He paused, his voice steady but heavy with conviction.
"But it did not die. Not in two nights. Not in two years. It clings to existence, even as its body withers, even as its form defies recognition. It survives. Why?"
The question hung in the air, unanswered. I felt the weight of his gaze, though I couldn't see his eyes.
"Because fate wills it so," he said finally. "Fate has called me to this moment, to this decision."
I wanted to speak, to ask him who he was talking about—who I was in all this. But I couldn't move, couldn't speak. I could only listen.
"Every soul in this cursed prison we call the game serves a purpose, whether they realize it or not. Most flicker out like candles in a storm, insignificant and unremembered. But not this one. Not him."
He stepped closer—or maybe the void shifted, pulling him toward me.
"This one belongs to me now. Mark my words. From this moment forth, he will carry the name Lycoris. Brother of mine. Protected by my hand and bound to my will."
His voice grew louder, more commanding, as if speaking to an unseen crowd.
"I am XXXXXX, ruler of XXXXXXX, and I decree it so. Spread the word. For as long as he bears the name Lycoris, no blade shall sever him from his fate. No force shall claim him. Let all who challenge this decree know the wrath they invite."
The void trembled with his words, the weight of them sinking deep into my chest. And then, as suddenly as it began, the vision crumbled, the shadows collapsing in on themselves. His voice faded into nothing, and I was left with a single word spiraling through my mind:
Lycoris.
It lingered, repeating over and over, growing louder until it drowned out everything else. But the more I thought about it, the more it unsettled me. The word felt wrong, like a piece of a puzzle forced into a place it didn't belong.
No. Not Lycoris.
My eyes snapped open, and I found myself lying on the grass, staring up at the blue sky. The weight of the vision clung to me, but I pushed it aside. Whatever that was, whatever it meant, it wasn't me.

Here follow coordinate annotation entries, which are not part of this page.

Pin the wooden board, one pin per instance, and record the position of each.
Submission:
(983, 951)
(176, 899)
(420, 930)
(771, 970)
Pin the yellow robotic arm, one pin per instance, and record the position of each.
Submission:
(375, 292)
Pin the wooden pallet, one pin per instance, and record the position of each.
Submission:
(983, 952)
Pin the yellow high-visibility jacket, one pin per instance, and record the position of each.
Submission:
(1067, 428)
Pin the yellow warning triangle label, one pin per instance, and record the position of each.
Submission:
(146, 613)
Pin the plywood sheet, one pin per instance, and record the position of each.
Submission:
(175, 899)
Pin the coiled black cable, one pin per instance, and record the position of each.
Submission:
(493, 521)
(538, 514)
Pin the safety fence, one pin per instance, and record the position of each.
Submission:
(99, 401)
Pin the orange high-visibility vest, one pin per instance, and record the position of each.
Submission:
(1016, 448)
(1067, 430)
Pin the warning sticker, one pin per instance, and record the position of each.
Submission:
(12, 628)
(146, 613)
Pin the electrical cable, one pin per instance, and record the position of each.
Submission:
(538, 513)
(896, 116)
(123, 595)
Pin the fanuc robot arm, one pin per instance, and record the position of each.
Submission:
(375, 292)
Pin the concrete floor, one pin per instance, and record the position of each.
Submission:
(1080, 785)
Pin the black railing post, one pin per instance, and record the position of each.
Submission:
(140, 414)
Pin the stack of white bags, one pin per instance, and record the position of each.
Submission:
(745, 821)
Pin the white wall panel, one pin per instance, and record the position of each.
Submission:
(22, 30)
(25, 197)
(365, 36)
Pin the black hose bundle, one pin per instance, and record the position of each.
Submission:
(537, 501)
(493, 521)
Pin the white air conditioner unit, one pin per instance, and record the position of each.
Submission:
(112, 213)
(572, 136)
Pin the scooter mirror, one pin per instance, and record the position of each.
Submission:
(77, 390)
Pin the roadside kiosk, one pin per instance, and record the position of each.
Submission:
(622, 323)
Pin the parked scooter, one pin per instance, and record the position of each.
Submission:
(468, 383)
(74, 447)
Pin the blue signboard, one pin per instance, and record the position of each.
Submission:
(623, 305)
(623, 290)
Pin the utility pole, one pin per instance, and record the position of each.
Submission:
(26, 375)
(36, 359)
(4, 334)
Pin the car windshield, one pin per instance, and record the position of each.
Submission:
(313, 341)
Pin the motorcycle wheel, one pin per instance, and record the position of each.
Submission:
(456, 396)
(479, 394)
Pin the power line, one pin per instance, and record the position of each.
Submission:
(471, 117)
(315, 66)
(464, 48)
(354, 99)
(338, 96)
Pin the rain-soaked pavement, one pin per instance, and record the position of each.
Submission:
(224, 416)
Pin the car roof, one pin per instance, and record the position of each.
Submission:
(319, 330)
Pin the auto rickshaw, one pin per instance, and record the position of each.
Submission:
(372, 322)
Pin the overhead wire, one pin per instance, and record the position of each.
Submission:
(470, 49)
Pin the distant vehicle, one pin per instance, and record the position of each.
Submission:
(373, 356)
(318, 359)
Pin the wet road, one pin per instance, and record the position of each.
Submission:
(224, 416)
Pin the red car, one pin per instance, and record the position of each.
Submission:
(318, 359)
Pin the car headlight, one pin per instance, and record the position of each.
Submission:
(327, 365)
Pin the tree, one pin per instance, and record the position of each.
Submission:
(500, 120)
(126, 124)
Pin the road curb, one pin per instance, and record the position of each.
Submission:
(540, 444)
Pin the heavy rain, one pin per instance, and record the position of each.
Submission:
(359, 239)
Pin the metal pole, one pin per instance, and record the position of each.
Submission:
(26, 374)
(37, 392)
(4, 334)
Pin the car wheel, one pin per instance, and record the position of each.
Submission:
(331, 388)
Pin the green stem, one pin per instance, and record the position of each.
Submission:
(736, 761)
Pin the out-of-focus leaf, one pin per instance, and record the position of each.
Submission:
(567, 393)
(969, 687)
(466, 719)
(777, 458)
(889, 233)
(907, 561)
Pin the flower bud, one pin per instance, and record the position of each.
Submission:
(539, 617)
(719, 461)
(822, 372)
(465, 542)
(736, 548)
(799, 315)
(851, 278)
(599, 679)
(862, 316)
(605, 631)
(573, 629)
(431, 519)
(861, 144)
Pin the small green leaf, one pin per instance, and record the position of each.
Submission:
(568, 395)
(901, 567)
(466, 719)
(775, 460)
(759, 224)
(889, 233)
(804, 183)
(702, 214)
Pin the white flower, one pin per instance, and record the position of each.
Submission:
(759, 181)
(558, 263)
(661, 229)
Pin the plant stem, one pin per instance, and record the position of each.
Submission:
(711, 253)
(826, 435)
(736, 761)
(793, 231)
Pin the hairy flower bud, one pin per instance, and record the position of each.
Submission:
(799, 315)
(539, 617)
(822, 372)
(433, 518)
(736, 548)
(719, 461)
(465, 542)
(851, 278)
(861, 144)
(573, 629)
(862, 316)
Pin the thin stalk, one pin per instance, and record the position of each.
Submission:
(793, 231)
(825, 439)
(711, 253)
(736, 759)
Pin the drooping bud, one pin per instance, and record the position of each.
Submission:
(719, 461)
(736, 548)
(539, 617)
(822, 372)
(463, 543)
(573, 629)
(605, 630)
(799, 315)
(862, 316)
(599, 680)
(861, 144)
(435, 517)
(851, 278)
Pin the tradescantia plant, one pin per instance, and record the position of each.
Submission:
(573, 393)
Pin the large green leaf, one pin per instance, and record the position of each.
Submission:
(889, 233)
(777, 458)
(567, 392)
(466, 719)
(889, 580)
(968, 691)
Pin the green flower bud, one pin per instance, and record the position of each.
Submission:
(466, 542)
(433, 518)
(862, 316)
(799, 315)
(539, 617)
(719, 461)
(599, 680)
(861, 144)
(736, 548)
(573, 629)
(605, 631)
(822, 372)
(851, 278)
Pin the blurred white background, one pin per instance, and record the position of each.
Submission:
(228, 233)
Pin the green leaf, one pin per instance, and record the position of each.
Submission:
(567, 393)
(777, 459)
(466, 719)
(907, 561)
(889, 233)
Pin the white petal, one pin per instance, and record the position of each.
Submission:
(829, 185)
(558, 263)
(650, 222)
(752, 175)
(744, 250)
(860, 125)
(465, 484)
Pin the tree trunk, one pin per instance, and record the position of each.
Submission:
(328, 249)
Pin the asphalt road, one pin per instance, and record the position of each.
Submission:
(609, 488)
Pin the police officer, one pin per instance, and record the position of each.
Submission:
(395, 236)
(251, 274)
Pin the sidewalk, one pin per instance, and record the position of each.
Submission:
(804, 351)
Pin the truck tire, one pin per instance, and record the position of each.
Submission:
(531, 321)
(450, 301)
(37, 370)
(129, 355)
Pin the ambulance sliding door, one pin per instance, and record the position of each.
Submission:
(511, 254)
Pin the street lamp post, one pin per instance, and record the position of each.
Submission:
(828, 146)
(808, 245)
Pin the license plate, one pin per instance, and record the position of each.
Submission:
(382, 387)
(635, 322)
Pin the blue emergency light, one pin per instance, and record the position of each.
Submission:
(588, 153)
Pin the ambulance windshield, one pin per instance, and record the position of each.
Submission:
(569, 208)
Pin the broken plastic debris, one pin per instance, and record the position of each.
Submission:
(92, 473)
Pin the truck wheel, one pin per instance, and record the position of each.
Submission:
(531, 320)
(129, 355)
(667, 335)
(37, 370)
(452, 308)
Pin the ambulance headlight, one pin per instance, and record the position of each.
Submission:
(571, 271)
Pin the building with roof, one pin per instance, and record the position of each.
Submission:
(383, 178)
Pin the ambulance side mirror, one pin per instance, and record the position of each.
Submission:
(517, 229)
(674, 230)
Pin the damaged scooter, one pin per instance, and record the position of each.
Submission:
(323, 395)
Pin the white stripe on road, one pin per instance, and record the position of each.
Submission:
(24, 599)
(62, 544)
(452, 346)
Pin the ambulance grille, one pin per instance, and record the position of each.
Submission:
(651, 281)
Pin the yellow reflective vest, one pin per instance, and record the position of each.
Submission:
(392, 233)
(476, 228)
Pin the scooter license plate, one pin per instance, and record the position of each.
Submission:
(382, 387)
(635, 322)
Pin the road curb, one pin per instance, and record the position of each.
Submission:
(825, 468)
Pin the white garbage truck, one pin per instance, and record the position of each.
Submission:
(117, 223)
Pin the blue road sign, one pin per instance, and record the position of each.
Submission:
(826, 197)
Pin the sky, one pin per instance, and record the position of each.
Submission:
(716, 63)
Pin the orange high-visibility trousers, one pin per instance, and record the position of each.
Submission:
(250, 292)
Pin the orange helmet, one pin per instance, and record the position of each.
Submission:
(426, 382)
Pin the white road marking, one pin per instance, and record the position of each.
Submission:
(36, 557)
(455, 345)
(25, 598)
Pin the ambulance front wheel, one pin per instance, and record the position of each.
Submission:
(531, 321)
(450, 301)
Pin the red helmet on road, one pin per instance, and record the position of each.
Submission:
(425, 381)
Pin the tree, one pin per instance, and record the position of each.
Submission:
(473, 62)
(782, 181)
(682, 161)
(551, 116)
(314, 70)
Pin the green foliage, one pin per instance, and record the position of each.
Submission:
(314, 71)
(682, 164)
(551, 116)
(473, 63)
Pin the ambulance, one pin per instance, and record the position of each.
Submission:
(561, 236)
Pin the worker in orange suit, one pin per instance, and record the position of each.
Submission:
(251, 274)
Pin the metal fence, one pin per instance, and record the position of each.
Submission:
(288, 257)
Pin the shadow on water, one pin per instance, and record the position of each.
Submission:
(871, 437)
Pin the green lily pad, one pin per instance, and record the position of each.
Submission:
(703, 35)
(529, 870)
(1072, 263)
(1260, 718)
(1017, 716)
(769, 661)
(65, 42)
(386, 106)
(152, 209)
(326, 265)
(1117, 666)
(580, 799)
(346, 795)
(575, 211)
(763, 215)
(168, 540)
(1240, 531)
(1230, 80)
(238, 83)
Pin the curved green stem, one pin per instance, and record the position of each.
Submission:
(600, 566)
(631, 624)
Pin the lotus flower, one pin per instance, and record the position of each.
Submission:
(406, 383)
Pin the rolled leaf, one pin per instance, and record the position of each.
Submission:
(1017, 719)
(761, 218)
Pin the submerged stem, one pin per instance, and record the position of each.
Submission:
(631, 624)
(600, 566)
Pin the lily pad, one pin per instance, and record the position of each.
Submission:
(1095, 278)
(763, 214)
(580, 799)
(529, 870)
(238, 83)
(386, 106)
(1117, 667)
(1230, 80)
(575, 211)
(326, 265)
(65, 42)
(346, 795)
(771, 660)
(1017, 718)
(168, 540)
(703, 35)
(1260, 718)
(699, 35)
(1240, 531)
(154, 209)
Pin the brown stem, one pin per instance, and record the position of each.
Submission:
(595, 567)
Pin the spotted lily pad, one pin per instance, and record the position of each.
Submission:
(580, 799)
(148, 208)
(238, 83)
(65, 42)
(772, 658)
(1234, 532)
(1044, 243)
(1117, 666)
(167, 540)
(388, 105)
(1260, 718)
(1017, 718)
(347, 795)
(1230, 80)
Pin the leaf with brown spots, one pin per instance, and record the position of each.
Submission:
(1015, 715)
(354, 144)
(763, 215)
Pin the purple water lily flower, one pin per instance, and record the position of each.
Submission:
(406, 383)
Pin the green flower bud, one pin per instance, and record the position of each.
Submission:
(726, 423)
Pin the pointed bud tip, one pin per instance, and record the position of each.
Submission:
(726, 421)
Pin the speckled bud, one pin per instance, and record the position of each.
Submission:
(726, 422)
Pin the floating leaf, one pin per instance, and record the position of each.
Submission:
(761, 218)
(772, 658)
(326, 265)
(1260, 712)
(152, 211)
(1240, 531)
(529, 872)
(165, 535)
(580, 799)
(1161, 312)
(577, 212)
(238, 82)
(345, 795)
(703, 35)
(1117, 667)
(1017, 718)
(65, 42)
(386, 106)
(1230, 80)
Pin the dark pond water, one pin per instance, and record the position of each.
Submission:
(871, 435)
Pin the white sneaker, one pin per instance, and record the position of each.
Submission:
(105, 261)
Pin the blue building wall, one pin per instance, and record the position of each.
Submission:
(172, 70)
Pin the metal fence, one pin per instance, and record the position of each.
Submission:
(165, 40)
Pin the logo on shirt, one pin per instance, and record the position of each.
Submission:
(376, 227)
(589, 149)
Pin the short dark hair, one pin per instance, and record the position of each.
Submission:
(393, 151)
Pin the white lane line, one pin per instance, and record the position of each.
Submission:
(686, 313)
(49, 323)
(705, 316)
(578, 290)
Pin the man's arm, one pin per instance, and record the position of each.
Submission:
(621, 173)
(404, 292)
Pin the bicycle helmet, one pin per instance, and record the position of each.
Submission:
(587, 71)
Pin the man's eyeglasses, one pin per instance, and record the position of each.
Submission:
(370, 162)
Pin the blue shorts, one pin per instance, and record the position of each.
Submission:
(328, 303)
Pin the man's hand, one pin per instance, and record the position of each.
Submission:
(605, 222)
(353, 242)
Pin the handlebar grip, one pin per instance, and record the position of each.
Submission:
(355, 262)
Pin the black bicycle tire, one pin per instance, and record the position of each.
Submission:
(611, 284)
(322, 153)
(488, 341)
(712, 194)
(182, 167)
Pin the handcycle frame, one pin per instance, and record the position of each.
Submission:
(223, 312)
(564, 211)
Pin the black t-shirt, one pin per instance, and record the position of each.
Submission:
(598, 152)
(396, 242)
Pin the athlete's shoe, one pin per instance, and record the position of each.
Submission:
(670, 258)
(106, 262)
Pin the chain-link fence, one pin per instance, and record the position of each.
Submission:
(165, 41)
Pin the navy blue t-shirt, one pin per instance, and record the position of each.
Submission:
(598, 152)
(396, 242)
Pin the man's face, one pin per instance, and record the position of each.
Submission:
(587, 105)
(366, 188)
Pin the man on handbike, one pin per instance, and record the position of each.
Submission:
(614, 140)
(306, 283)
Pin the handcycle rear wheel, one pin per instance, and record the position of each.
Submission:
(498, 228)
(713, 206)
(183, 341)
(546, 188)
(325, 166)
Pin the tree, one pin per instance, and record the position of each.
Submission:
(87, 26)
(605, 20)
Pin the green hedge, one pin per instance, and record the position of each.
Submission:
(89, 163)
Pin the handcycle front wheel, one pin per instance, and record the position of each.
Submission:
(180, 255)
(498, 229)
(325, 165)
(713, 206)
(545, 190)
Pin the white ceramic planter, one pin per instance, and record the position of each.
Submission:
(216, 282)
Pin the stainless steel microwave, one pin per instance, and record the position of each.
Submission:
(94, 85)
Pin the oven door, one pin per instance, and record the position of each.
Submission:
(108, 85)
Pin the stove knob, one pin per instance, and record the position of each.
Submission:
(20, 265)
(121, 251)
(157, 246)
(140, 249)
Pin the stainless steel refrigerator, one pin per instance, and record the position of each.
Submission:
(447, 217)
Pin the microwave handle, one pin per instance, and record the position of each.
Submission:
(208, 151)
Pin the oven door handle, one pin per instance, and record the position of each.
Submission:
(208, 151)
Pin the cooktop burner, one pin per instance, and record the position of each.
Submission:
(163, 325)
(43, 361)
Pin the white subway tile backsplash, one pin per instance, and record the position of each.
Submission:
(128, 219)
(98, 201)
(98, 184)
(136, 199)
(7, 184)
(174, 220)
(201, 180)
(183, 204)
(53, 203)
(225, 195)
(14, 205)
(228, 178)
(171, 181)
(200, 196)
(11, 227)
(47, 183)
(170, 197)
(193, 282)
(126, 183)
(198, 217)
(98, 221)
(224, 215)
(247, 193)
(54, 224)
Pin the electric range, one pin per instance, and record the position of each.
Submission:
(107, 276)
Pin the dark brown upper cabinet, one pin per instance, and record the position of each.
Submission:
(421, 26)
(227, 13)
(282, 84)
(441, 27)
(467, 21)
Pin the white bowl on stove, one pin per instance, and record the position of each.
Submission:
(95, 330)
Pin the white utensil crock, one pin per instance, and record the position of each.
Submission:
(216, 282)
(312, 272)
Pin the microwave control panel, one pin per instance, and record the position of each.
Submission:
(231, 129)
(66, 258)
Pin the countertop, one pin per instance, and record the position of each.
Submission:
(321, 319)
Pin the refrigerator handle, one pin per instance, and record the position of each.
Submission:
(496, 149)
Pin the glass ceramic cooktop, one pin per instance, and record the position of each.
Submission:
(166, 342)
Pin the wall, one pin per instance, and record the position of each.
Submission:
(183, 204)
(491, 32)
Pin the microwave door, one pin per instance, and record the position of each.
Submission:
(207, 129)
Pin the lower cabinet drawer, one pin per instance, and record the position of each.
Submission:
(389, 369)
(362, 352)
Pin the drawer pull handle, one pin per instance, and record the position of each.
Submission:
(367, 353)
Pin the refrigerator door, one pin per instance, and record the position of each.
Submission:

I sat up, glancing over at Garry, who was sitting with his back straight, staring at the horizon like it might attack him.
"What's my name?" I said suddenly, the words spilling out before I could stop them.
He blinked, his brow furrowing as he turned to me. "What?"
"If you had to call me something," I said, more deliberately this time. "What would it be?"
He stared at me for a moment, his face unreadable. "You don't have a name already?"
I shrugged. "Not one I care to keep."
He didn't respond immediately, his gaze drifting back to the horizon. "I don't know. Something simple. Something strong."
I thought about it. About the visions. About the word that wouldn't leave my mind.
"…Lukas," I said finally.
Garry raised an eyebrow. "Lukas?"
"Yeah," I said, the name settling on my tongue like it had been waiting for me to say it. "Let's go with that."
He gave a small nod, his expression unreadable again. "Lukas it is, then."
I lay back down, staring at the sky again. The visions, the voices, the name—I tried to push them all aside. But even as I closed my eyes again, the question lingered in the back of my mind:
Who am I, really?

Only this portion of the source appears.